Grace loved her food and she enjoyed her drink. From blood sausage to fried chicken, her dietary preferences were invariably fattening, while her fondness for champagne and a good stiff cocktail before dinner did nothing to help her waistline. But the reason for the dramatic change in her appearance around the age of forty-seven was not any special increase in her patterns of consumption. It was her time of life. Grace suffered from a particularly difficult and upsetting menopause.
“She rang me about it endlessly,” remembers Gwen Robyns. “What do I do?” she would say. ‘I’m getting so fat. I can’t fit into my clothes, and I’ve got to be seen.’ She went to this doctor and that doctor, and they all said the same. It was water retention. It was the change of life.”
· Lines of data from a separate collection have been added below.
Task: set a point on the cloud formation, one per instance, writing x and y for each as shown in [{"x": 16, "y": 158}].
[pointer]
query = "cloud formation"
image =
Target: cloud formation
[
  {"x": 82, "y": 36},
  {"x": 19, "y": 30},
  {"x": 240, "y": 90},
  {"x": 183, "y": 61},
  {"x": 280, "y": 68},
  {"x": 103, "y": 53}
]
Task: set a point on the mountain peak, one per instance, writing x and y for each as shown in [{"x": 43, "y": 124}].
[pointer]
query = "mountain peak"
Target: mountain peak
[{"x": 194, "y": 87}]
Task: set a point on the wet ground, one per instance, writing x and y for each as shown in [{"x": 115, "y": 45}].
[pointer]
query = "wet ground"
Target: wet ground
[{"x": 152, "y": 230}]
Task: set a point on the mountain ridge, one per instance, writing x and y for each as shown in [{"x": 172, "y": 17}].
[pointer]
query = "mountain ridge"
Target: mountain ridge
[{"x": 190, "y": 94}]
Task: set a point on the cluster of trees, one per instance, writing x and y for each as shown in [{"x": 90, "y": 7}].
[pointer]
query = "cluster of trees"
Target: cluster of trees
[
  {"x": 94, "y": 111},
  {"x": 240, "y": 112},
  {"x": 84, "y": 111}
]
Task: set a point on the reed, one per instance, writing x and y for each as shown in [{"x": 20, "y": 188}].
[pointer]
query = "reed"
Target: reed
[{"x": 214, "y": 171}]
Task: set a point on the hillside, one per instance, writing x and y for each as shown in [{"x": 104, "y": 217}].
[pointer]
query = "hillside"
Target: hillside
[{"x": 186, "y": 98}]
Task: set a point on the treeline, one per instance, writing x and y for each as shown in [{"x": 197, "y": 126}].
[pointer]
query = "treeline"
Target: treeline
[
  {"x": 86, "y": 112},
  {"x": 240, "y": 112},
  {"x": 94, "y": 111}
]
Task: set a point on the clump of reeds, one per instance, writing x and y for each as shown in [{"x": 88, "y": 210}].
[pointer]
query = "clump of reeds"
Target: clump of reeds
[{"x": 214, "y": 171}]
The “angry jaws” was what Grace called it, as if turning the harsh medical word into a rhyme would make it seem better. “The menopause with its angry jaws is catching up with me,” she wrote to Maree Rambo.
“It’s not so much the physical symptoms,” she said in a conversation with Judy Quine, “it’s more an attitude, a feeling. . . . I feel a bit mean, and I don’t like it.”
The doctors put her on hormone replacement therapy, at quite a high dose, but it did not stop her mood swings, and it increased her bloating. Her breasts swelled, creating exactly the opposite to the problem she had as a teenager. “I’ve got this dreadful thing about my bosoms,” she confessed miserably to Gwen Robyns. “They’re so big. I have to confine them.”
Menopause’s undermining of the female texture is hard for any woman to take, but it was particularly difficult for one whose allure had depended so heavily on her beauty. Suddenly the geography of Grace’s face was changing. Her features were shifting, in an insidious continental drift. She had sailed through more than twenty years of life—through marriage and childbirth and even the death of her father—with very little sense of getting older, and now her best friend, her body, was betraying her. She went to expensive Parisian doctors who offered blood transfusions and special injections, with no result. Desperate to hang onto her looks, Grace was engaged in a battle that she could not win, and in her disbelief, she even wondered at times for her sanity.
The sad news came through in these years that Carolyn Scott Reybold, the most soignée of all the bridesmaids, had “signed off” mentally after a number of personal setbacks and had now become a bag lady living in a shelter for the homeless in New York. Carolyn had declined the help of all her friends, including Grace. She wanted to be left alone.
“Isn’t it odd that there’s something about Carolyn’s life I actually think of enviously?” said Grace to Judy Quine, confessing to several of her friends that she had caught her mind lingering seriously over the attractions of life as a bag lady traveling endlessly around the Paris Metro. “I must be going ‘gaga’ with the change,” she said to Judy Quine. “It scares me.”